Let the image of the point $$(1, 0, 7)$$ in the line $$\frac{x}{1} = \frac{y - 1}{2} = \frac{z - 2}{3}$$ be the point $$(\alpha, \beta, \gamma)$$. Then which one of the following points lies on the line passing through $$(\alpha, \beta, \gamma)$$ and making angles $$\frac{2\pi}{3}$$ and $$\frac{3\pi}{4}$$ with y-axis and z-axis respectively and an acute angle with x-axis?

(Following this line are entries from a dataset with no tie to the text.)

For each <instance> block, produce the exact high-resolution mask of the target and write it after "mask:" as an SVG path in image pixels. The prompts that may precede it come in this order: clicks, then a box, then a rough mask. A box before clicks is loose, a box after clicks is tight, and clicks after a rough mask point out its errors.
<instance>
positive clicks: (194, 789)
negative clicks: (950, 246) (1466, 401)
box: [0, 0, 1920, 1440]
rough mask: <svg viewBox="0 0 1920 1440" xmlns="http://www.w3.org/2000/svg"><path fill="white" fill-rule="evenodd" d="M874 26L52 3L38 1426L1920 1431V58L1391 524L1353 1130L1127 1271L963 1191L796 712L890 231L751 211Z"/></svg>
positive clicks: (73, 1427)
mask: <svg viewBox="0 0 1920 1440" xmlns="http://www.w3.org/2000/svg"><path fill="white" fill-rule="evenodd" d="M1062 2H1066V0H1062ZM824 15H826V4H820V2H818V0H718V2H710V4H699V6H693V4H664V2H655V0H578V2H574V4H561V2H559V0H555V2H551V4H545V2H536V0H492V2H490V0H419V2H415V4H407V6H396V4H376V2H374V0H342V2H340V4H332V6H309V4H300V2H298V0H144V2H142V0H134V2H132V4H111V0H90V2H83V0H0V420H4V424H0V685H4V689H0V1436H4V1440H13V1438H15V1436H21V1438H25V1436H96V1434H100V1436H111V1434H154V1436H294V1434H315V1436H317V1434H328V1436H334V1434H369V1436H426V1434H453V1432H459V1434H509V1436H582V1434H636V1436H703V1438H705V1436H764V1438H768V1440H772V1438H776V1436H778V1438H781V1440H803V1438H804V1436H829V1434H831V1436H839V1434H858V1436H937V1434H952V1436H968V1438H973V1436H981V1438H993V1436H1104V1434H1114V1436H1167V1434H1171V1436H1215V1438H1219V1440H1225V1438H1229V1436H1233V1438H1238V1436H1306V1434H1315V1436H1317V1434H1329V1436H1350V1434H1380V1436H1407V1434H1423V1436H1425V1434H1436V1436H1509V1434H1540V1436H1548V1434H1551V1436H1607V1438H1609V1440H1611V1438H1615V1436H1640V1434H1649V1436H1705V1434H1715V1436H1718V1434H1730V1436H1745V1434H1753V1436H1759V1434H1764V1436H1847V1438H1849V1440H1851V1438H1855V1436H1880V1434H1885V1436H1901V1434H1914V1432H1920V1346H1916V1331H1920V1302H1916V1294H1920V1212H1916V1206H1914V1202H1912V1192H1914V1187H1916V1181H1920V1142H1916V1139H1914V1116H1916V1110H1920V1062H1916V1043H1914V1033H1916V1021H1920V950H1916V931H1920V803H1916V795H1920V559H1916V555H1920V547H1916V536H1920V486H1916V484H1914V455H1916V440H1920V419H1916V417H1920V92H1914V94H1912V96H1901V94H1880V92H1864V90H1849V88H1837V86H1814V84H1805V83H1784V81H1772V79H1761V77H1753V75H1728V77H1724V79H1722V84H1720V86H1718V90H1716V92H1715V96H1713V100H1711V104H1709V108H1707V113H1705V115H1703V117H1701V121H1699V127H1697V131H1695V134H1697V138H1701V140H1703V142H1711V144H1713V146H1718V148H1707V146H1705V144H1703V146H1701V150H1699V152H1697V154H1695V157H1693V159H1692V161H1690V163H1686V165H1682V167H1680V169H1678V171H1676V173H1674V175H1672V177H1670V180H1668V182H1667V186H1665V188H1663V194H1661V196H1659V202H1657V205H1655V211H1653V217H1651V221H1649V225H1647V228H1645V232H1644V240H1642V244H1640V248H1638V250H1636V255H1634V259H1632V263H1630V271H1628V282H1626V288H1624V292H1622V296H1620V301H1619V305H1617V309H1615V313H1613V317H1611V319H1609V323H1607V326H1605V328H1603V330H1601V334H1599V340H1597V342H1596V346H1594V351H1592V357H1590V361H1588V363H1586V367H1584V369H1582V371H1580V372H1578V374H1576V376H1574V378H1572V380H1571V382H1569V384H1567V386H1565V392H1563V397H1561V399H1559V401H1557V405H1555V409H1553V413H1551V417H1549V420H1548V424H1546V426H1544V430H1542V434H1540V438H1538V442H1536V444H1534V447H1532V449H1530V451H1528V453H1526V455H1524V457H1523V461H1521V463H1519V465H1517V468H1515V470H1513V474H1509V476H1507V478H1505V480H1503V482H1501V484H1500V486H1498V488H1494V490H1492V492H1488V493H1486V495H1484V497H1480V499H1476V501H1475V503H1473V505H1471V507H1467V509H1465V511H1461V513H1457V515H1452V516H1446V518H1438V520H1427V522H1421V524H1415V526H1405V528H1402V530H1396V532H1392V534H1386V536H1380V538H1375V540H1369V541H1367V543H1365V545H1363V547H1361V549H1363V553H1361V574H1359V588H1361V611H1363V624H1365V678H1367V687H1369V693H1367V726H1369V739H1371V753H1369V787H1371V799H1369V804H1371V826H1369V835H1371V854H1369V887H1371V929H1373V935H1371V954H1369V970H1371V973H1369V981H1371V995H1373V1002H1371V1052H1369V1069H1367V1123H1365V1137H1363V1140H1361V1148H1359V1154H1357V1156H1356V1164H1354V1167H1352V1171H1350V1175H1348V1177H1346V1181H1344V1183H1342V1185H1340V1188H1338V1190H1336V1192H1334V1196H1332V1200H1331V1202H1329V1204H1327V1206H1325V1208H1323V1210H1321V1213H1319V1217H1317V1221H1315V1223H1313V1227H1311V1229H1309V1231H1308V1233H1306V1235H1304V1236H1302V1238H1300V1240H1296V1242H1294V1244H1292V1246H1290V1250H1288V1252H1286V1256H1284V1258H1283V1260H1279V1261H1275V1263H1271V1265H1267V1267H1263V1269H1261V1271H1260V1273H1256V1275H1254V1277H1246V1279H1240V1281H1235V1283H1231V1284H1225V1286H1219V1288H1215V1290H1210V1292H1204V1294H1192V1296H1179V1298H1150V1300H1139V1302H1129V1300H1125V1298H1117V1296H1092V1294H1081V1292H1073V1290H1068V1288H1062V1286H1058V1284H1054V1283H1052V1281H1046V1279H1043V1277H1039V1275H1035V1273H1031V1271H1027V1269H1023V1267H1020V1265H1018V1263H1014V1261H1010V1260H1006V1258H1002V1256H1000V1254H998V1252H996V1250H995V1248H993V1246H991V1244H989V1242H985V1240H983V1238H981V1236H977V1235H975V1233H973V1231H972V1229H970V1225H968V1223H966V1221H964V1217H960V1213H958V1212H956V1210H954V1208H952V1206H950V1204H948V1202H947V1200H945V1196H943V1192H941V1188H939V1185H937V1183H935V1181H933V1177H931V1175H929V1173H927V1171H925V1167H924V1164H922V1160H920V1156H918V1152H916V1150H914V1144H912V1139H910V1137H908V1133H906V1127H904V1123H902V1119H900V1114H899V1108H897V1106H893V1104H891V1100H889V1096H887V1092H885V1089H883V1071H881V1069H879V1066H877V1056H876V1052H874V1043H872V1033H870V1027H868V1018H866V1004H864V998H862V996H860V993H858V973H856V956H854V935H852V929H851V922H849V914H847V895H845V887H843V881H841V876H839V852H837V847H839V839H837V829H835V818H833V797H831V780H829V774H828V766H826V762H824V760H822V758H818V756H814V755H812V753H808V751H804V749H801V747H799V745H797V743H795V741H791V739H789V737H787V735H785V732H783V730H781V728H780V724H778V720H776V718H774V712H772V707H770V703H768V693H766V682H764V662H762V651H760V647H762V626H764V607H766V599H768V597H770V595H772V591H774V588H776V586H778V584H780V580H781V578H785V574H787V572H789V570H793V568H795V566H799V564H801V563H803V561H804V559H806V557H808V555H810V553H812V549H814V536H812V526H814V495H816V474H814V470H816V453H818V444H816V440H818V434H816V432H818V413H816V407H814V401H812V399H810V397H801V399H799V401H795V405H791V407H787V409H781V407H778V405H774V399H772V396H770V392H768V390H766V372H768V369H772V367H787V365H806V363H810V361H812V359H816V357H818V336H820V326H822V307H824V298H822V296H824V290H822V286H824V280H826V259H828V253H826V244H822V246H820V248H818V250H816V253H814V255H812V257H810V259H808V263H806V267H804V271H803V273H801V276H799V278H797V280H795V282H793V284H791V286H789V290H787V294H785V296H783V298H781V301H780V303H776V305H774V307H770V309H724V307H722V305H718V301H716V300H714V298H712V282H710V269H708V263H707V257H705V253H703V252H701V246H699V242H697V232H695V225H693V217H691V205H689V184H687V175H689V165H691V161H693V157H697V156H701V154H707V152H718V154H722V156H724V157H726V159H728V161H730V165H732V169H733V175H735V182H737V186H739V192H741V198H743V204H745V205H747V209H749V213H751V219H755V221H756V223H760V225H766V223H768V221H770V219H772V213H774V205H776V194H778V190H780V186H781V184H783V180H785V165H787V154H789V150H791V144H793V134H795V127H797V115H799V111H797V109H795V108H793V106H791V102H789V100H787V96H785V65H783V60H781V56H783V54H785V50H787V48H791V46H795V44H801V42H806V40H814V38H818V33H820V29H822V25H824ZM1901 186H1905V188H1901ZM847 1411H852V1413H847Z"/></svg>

Finding the image of $$(1, 0, 7)$$ in the line $$\frac{x}{1} = \frac{y-1}{2} = \frac{z-2}{3}$$.

Point on line: $$(0, 1, 2)$$, direction: $$(1, 2, 3)$$.

$$\vec{AP} = (1, -1, 5)$$ where $$A = (0,1,2)$$, $$P = (1,0,7)$$.

Projection on direction: $$\frac{1-2+15}{14} = \frac{14}{14} = 1$$

Foot of perpendicular: $$F = (0+1, 1+2, 2+3) = (1, 3, 5)$$.

Image: $$(\alpha, \beta, \gamma) = 2F - P = (2-1, 6-0, 10-7) = (1, 6, 3)$$.

Now we need a line through $$(1, 6, 3)$$ making angles $$\frac{2\pi}{3}$$, $$\frac{3\pi}{4}$$ with y-axis and z-axis, and acute with x-axis.

Direction cosines: $$\cos\alpha_y = \cos(2\pi/3) = -1/2$$, $$\cos\alpha_z = \cos(3\pi/4) = -1/\sqrt{2}$$.

$$l^2 + m^2 + n^2 = 1$$: $$l^2 + 1/4 + 1/2 = 1$$, so $$l^2 = 1/4$$, $$l = 1/2$$ (acute angle).

Direction: $$(1/2, -1/2, -1/\sqrt{2})$$ or proportional to $$(1, -1, -\sqrt{2})$$.

Line: $$(1+t, 6-t, 3-\sqrt{2}t)$$.

Checking option (3): $$(3, 4, 3-2\sqrt{2})$$: $$t = 2$$ gives $$(3, 4, 3-2\sqrt{2})$$ ✓.

The answer corresponds to Option (3).